Einen Versuch, diesem freien Raum im Leben und Erzählen von Capote nachzuspüren, unternahm der amerikanische Schauspieler Philip Seymour Hoffman 2005, als er Capote im gleichnamigen Film derart brillant verkörperte, dass – vergleicht man sein Schauspiel mit den erhaltenen Videomitschnitten von Capotes zahlreichen Talkshowauftritten – jegliche Unterschiede im Sprechen, Gehen oder hinsichtlich mimischer Regung verwischend zu verschwinden beginnen. Mit markant hoher, beinahe beiläufig fließender Fieselstimme, zarten Handwendungen, die Zigarette elegant zwischen zwei entspannte Finger geklemmt, bietet Hoffman einen betörenden Blick auf einen hochsensiblen Exzentriker, dessen Feinfühligkeit sich bereits in seinen allerfrühesten Jugenderzählungen eindrucksvoll niedergeschlagen hatte.

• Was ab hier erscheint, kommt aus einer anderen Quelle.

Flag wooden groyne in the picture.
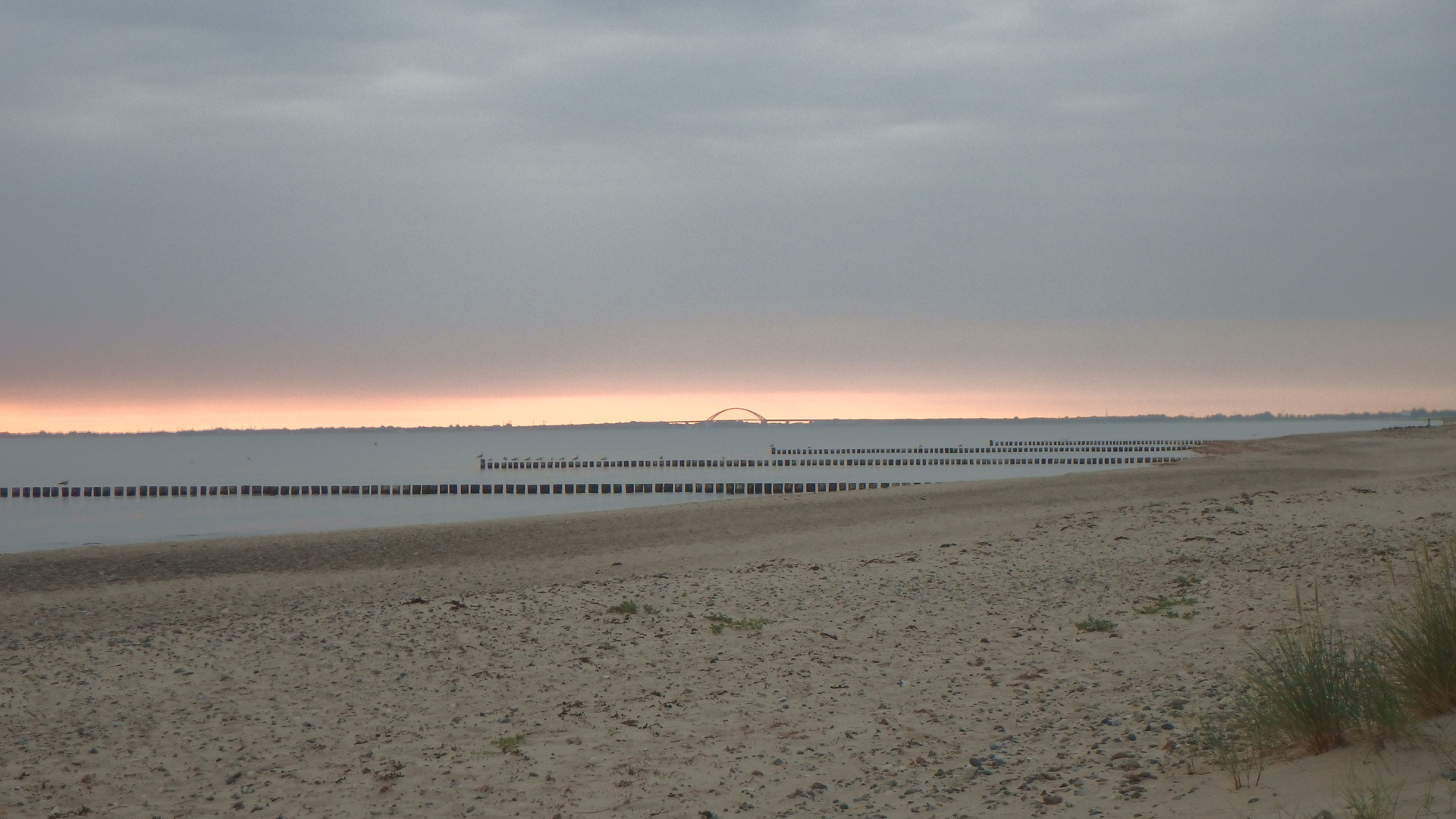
[0,440,1207,498]
[481,440,1207,469]
[0,481,929,498]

In der titelgebenden Erzählung des Kurzgeschichtenbands wird eine Unterrichtsstunde aus Sicht der jungen Schülerin Sally Lamb beschrieben, die, freiwillig Sklavin ihrer Fantasie, immer wieder mit den Gedanken woanders ist und für die akademische Eifrigkeit ihrer Klassenkameraden nur Verachtung übrig hat. Am Schluss wähnt Sally sich als Kriegsreporterin auf einem sinkenden Schiff:
»Der Torpedo war vor einer halben Stunde eingeschlagen, und das Schiff sank schnell. Das war ihre große Chance! Sally Lamb, Amerikas Kriegsberichterstatterin an vorderster Front, war zur richtigen Zeit am richtigen Ort. Sie hatte die Kamera aus ihrer gefluteten Kabine retten können. Und jetzt knipste sie die Besatzung, die in den Rettungsbooten Zuflucht suchte, und ihre Leidensgenossen in der tosenden See. ›Hey Miss‹, rief ihr ein Seemann zu, ›Sie kommen besser ins Rettungsboot. Ich glaube, das ist das letzte.‹›Nein, danke‹, überbrüllte sie den heulenden Wind und die wütenden Wellen. ›Ich bleibe hier, bis ich die ganze Geschichte im Kasten habe.‹« (73)

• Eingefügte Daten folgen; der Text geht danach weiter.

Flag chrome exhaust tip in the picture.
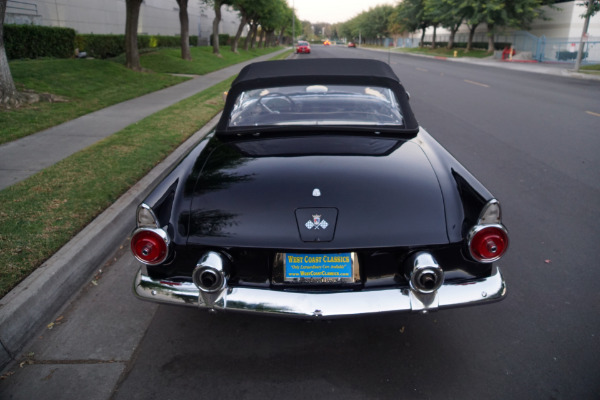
[192,251,227,293]
[408,252,444,294]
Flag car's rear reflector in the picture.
[131,228,169,265]
[469,225,508,262]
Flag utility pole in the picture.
[292,0,296,46]
[575,0,597,72]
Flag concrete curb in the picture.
[0,113,221,369]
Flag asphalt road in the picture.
[0,46,600,400]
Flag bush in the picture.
[210,33,231,46]
[75,34,125,58]
[4,25,75,60]
[424,41,511,50]
[75,34,198,58]
[4,25,199,60]
[556,51,587,61]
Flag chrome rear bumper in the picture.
[134,268,506,317]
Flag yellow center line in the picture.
[465,79,490,87]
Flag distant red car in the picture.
[296,40,310,54]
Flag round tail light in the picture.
[469,225,508,262]
[131,228,169,265]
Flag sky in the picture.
[287,0,398,24]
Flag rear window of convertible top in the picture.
[229,85,403,128]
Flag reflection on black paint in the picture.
[190,210,237,237]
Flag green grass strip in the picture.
[392,47,491,58]
[0,46,281,144]
[0,78,233,296]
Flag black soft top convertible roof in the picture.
[217,58,419,133]
[232,58,400,86]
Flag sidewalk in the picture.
[0,49,287,190]
[394,50,600,81]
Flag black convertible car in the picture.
[131,59,508,317]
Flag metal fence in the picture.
[395,31,600,64]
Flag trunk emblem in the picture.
[304,214,329,230]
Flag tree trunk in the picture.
[177,0,192,61]
[465,24,479,53]
[213,0,221,56]
[250,23,258,49]
[276,26,287,46]
[125,0,143,71]
[0,0,19,105]
[487,24,494,54]
[447,29,456,50]
[231,15,248,53]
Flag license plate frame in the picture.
[280,252,360,284]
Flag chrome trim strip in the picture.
[467,224,510,263]
[134,267,506,317]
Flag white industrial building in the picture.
[5,0,240,42]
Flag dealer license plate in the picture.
[283,253,358,283]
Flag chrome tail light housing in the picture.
[130,204,171,265]
[467,199,509,263]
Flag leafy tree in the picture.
[0,0,21,107]
[175,0,192,61]
[202,0,235,57]
[426,0,470,49]
[392,0,431,47]
[125,0,143,71]
[575,0,600,71]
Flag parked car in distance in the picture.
[296,40,310,54]
[131,58,508,318]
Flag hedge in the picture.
[4,25,75,60]
[209,33,231,46]
[424,42,511,50]
[4,25,202,60]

Bei einem Talkshowbesuch 1968, erzählte Capote noch amüsiert einige Anekdoten zur Entstehung seines so kräftezehrenden Romans In Cold Blood. Knapp 6.000 Notizbuchseiten hatte er während der sechs Jahre währenden Recherche- und Schreibarbeit angehäuft, um sie in sein Buch einfließen zu lassen – obwohl er stets darauf verzichtet hatte, Gesprächsnotizen oder zumindest Tonbandmitschnitte anzufertigen. Dem verdutzten Talkmaster erklärte Capote daraufhin, von Geburt an im Besitz der »auditiven Version eines photographischen Gedächtnisses« zu sein. Diese außerordentliche Merkfähigkeit habe er darüber hinaus perfektioniert, indem er einem Kollegen seitenweise hatte vorlesen lassen, während ein Tonband alles aufzeichnete, um dann den Raum zu verlassen und eine halbe Stunde später aus der Erinnerung heraus alles Gesagte selbst in ein anderes Tonband einzusprechen. Schließlich wurden beide Aufnahmen miteinander abgeglichen. Nach knapp zwei Jahren mit dieser Art von Training konnte Capote nahezu überhaupt nichts mehr entgehen.
Capote hat sich dagegen zur Wehr gesetzt, sein kreatives Handwerkszeug vorzeitig niederzulegen und konsequent daran gearbeitet – wie er es nannte –, stilistische Experimente zu wagen. Nach den intensiven Arbeitsjahren an In Cold Blood verfiel er zunehmend Alkohol und Drogen und starb, gesellschaftlich geächtet, 59-jährig und einsam in Los Angeles. Umso wichtiger ist es nun, in Capotes frühe Erzählungen hineinzulesen.
Die teilweise nur fünfseitigen Episoden beeindrucken mit Witz, poetischem Ausdruckswillen und herrlichen Schlusswendungen, die manchmal überraschendste Enthüllungen bedeuten. Capotes frühe stilistische Brillanz ist eine Überraschung freilich nicht. Eher die Bestätigung einer Vermutung, die jeder einmal zu hegen beginnt, sobald er Truman Capote liest.